The Alexander Hamilton Institute for the Study of Western Civilization (AHI) made its presence felt in a recent Liberty Fund Colloquium, “Liberty and Patriotism in America and the World,” which took Place at The Brice Hotel, Savannah, Georgia, February 19-22.  Joseph Fornieri, Professor of Political Science at the Rochester Institute of Technology and Director, Center for Statesmanship, Law, and Liberty (CSLL), organized the colloquium.  The CSLL operates in affiliation with the Alexander Hamilton Institute for the Study of Western Civilization (AHI).

AHI Senior Fellow Lee Cheek, Dean of the Social Sciences and Professor of Political Science, East Georgia State, participated in the colloquium.  AHI Charter Fellow Robert Paquette served as moderator of a diverse group of fourteen participants that included Liberty Fund Senior Fellow Steven D. Ealy.

Liberty Fund, a private, non-profit educational foundation headquartered in Indianapolis, Indiana, has as its primary mission the serious “study of the ideal of a society of free and responsible individuals.”  Each year Liberty Fund sponsors more than 100 conferences in the United States and in foreign countries. Invited participants receive royal treatment, often in an unusually beautiful and welcoming setting, as well as a set of prescribed readings that will be the focus of spirited, yet civil conversation and debate.  Liberty Fund officials like Dr. Ealy monitor the proceedings and evaluate the performance of the participants.

In six sessions over two days, participants delved into the following topics:  “Patriotism and Identity in the American Context”; “Washington and Republican Patriotism in Joseph Addison’s Cato”; Lincoln’s Patriotism and the Meaning of the Union”; “Roosevelt, Coolidge, and Kennedy”; “Civic Nationalism and Patriotism”; and “Patriotism and Cosmopolitanism.” Participants examined the differences between patriotism and nationalism, American exceptionalism and American triumphalism, and civic republicanism and liberalism. Paquette convened the discussion by asking participants to contemplate the meaning of “public orthodoxy,” a term drawn from the Greek word politeia, which defines that “matrix of convictions, usually enshrined in custom and folkways,’ often articulated formally and solemnly in charter and constitution, occasionally summed up in the creed of a church or the testament of a philosopher, that make a society The Thing it is and that divides it from other societies as, in human thought, one thing is always divided from another.”  If such a public orthodoxy exists, how should it be nurtured and defended and what are the implications posed by a public orthodoxy for the limits of tolerance and for the openness of a liberal society.

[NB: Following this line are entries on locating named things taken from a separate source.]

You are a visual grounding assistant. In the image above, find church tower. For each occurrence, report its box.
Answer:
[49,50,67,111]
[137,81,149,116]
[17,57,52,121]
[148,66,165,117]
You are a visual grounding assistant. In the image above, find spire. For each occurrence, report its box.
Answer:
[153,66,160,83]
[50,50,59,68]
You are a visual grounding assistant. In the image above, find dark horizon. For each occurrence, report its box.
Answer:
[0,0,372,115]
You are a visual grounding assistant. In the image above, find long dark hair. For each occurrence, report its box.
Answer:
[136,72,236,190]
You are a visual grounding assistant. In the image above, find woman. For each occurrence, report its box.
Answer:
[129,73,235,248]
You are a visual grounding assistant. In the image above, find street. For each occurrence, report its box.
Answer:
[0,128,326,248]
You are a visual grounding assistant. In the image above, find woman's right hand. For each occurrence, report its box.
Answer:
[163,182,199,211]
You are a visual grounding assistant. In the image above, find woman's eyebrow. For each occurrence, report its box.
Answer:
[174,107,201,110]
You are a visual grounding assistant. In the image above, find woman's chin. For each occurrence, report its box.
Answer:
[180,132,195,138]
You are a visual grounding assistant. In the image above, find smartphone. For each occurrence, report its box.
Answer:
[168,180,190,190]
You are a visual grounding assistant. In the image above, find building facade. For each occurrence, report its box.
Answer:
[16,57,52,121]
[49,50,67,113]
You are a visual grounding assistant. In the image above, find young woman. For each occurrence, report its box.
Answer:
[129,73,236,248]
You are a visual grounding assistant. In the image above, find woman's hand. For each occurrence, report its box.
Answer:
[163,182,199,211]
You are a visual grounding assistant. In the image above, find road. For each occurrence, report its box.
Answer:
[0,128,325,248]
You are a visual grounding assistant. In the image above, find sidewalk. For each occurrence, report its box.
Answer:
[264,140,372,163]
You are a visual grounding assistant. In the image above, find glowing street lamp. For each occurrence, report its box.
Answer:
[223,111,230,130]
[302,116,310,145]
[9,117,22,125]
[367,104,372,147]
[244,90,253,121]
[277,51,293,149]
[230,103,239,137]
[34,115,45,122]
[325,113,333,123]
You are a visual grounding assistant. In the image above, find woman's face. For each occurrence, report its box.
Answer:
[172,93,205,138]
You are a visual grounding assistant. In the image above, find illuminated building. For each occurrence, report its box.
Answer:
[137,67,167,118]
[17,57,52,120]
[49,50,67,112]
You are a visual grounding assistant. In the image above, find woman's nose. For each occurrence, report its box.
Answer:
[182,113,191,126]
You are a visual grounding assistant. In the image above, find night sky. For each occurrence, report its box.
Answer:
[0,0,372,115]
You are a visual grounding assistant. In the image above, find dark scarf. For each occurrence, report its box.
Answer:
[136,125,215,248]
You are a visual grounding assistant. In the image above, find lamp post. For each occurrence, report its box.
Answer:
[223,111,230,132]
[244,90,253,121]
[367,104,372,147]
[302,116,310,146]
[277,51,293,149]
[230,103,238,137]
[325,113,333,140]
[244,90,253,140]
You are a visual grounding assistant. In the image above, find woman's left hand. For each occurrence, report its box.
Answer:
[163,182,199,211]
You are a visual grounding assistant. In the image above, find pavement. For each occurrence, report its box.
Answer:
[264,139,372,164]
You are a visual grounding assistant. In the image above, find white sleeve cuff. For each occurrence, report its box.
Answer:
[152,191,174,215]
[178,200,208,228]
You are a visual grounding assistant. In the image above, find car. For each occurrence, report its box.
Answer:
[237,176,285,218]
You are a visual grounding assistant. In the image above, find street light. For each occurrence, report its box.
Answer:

The notion of public orthodoxy draws on the writings of thinkers as diverse as Edmund Burke, T. S. Eliot. Leo Strauss, and Willmoore Kendall.  In the final session, participants addressed the meaning of a civic education, whether such a thing as a citizen of the world exists and whether a cosmopolitan or multicultural education actually advances its stated goals to make the world a better place or fosters dangerous illusions by thinking a moral community can be advanced without first securing what Burke referred to as the little platoons: family, community, and private associations.